旭川ではいま、中心街市街地の活性化を目指して「北彩都」計画が進められている。JR線の高架・駅舎の整備が行われているもので、旭川の表玄関が大きく変わろうとしている。1期目の任期満了まで残すところ1年余りとなった西川将人市長を直撃した。

北彩都エリアに市営住宅建設構想

――丸井今井旭川店が閉店になりました。中心街商店街を代表する店舗でしたし、職を失った従業員の方も多いと思います。大変ショックな出来事でしたね。
西川 丸井今井は112年間、旭川で営業し、商店街の顔として、まちとともに歩んできました。閉店を回避するため、私どもも最大限の努力はしてまいりましたが、このような結果になってしまいました。それだけに非常に寂しい残念な思いでいっぱいです。
その中でちょうどいま、北彩都の事業が進行しています。来年度、JRが高架となり、駅舎が一部開業します。再来年秋ころには駅舎が本格的オープンとなります。このことが、また中心街のにぎわいを取り戻す起爆剤になると考えています。
――買物公園の再生は市長が就任以来ずっと力を入れてきた。しかし、シャッターが閉まっている店舗やどこの商店街にでもあるような店舗が増えたような気がします。なんだか月並みな通りになったなという感想も抱くのですが…
西川 やはり旭川にしかない商店街をつくっていくということが、魅力、競争力アップにつながります。店舗の形態や業種、置いてある商品も非常に大事な要素だと思います。  市ではこれからもいろいろな面で支援、バックアップをしていきたいと考えていますし、一方では例えば駐輪場や駐車場の問題など、ハード面も課題としてあります。これらについては北彩都の事業計画の中で使い勝手のいいものにしていくつもりです。
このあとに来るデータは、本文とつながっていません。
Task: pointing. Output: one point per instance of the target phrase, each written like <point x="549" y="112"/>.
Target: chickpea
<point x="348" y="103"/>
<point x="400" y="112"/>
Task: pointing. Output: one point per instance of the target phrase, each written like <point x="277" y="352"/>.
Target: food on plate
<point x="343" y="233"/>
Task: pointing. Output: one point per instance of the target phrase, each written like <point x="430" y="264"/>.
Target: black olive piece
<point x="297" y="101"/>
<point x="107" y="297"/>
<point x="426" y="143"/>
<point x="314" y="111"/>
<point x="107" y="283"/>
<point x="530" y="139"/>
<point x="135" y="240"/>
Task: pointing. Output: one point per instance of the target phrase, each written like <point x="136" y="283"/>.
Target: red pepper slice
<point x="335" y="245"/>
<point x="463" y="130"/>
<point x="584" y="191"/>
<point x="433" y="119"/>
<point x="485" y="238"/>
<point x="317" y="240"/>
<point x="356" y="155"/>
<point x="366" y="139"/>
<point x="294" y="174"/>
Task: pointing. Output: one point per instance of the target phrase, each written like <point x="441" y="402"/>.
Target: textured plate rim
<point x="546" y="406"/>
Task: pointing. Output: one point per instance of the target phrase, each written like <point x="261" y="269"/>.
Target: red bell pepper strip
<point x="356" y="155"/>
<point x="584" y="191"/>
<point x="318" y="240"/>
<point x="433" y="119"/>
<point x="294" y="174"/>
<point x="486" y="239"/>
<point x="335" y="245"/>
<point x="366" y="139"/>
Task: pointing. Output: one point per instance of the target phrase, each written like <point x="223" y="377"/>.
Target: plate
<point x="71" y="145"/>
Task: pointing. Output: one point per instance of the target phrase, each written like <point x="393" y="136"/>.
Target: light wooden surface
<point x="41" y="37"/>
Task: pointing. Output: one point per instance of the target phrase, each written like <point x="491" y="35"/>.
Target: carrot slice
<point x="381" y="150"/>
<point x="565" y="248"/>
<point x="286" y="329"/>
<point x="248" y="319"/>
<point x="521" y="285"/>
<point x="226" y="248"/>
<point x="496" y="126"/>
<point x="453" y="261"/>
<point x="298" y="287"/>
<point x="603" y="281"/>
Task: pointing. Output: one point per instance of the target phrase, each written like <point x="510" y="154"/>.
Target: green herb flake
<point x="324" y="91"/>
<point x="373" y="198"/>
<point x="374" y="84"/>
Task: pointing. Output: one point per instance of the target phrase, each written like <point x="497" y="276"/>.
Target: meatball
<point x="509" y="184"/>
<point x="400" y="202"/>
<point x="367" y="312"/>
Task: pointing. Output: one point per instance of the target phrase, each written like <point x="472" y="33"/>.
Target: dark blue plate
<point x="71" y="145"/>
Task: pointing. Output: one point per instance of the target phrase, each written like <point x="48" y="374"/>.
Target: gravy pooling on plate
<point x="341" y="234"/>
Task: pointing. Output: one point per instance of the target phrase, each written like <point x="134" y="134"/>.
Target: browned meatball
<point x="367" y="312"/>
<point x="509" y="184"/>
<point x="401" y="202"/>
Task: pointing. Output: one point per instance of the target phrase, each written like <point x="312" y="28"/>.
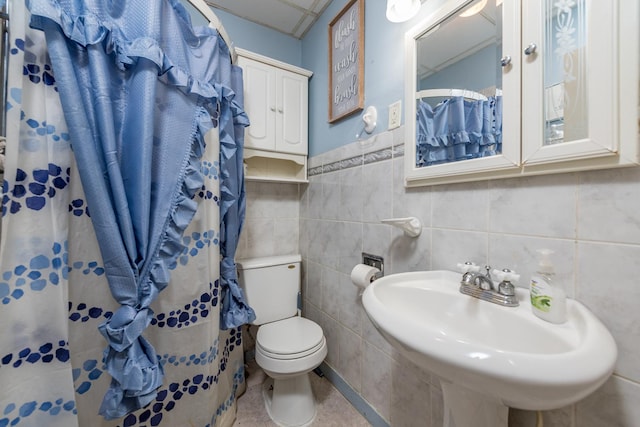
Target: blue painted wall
<point x="384" y="69"/>
<point x="383" y="75"/>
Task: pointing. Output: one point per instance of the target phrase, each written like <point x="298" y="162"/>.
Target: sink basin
<point x="505" y="355"/>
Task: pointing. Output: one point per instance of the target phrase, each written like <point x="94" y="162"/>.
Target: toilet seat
<point x="292" y="338"/>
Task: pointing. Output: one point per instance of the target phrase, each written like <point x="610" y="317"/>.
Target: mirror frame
<point x="624" y="136"/>
<point x="465" y="170"/>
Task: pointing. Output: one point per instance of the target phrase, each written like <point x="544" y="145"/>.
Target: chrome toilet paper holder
<point x="374" y="261"/>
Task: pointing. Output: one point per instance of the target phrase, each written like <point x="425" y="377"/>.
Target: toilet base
<point x="290" y="402"/>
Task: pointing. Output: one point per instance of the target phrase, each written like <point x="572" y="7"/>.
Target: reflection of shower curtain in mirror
<point x="458" y="129"/>
<point x="53" y="285"/>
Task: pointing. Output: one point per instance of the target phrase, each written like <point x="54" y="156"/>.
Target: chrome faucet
<point x="481" y="285"/>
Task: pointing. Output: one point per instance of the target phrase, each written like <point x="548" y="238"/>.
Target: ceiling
<point x="292" y="17"/>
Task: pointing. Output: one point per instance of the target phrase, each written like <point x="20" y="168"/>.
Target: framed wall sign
<point x="346" y="61"/>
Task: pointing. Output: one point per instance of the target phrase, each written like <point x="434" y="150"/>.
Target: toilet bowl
<point x="287" y="361"/>
<point x="288" y="346"/>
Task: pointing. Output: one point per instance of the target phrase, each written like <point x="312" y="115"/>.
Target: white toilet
<point x="288" y="346"/>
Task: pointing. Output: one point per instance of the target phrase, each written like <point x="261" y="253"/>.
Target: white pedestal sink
<point x="490" y="357"/>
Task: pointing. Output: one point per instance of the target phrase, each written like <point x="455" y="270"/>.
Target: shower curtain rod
<point x="204" y="8"/>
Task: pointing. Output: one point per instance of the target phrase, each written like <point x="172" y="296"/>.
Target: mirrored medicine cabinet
<point x="500" y="88"/>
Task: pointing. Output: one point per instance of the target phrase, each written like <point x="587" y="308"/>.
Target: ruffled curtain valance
<point x="458" y="129"/>
<point x="140" y="88"/>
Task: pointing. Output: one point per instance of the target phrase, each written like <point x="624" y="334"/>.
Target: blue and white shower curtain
<point x="53" y="288"/>
<point x="458" y="129"/>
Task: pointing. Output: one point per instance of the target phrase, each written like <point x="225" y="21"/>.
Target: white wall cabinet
<point x="569" y="80"/>
<point x="276" y="101"/>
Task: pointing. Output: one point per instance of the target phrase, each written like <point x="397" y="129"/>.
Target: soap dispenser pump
<point x="548" y="302"/>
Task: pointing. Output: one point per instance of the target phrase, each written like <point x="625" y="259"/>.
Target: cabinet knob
<point x="530" y="49"/>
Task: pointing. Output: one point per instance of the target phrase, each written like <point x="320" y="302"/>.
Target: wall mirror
<point x="490" y="93"/>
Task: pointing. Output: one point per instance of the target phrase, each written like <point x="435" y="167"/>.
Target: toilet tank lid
<point x="249" y="263"/>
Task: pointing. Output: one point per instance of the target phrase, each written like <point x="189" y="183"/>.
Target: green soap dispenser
<point x="548" y="302"/>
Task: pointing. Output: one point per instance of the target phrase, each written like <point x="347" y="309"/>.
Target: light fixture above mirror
<point x="402" y="10"/>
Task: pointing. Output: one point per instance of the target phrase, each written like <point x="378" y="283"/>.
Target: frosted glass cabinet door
<point x="569" y="81"/>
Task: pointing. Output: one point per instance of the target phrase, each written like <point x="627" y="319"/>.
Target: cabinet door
<point x="569" y="82"/>
<point x="259" y="103"/>
<point x="292" y="113"/>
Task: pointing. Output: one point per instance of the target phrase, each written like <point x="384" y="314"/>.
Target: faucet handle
<point x="468" y="267"/>
<point x="505" y="275"/>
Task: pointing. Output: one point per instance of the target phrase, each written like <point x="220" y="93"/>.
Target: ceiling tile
<point x="292" y="17"/>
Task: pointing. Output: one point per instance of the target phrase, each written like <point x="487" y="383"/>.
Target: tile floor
<point x="333" y="409"/>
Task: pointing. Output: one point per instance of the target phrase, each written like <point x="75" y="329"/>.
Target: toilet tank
<point x="271" y="286"/>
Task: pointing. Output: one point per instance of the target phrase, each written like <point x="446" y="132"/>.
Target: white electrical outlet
<point x="395" y="113"/>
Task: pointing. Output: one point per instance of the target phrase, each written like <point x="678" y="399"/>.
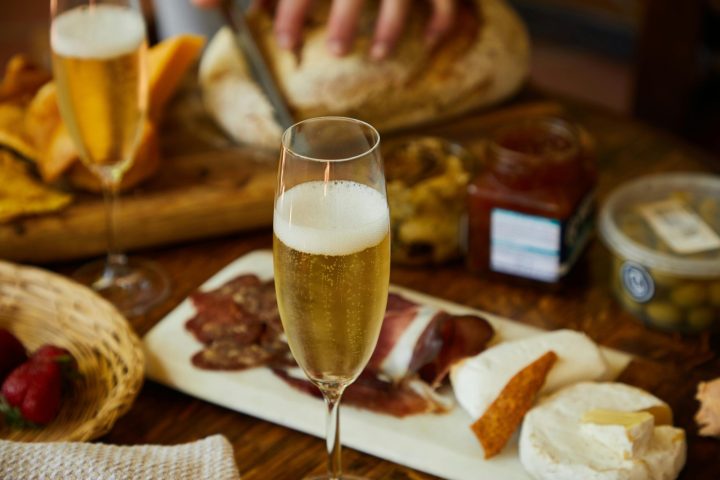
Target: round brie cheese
<point x="555" y="444"/>
<point x="477" y="381"/>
i2   ――そこでお聞きしたいのが、北彩都の事業計画の中身です。
西川 ぜひとも全道の方に知っていただきたいと思いますが、1つはJR線が高架になり、駅舎がリニューアルされます。全面ガラス張りで天井の採光も良くなりますので、非常に明るい駅になります。
ちょうど裏には忠別川があり、自然に恵まれた景色が一望できます。天気のいいときは大雪山連峰も望めます。一方、前面には買物公園が広がります。  駅前広場もいまの2・6倍のスペースに広がります。バス停も極力この中に集約していきたいと考えています。駐車場、タクシー乗り場も含めて整備します。 いま、駅前には自転車がいっぱい置いてありますが、駐輪場も整備しようと考えています。駅前広場でいままで以上にいろんなイベントができるように、頑張っ ていきます。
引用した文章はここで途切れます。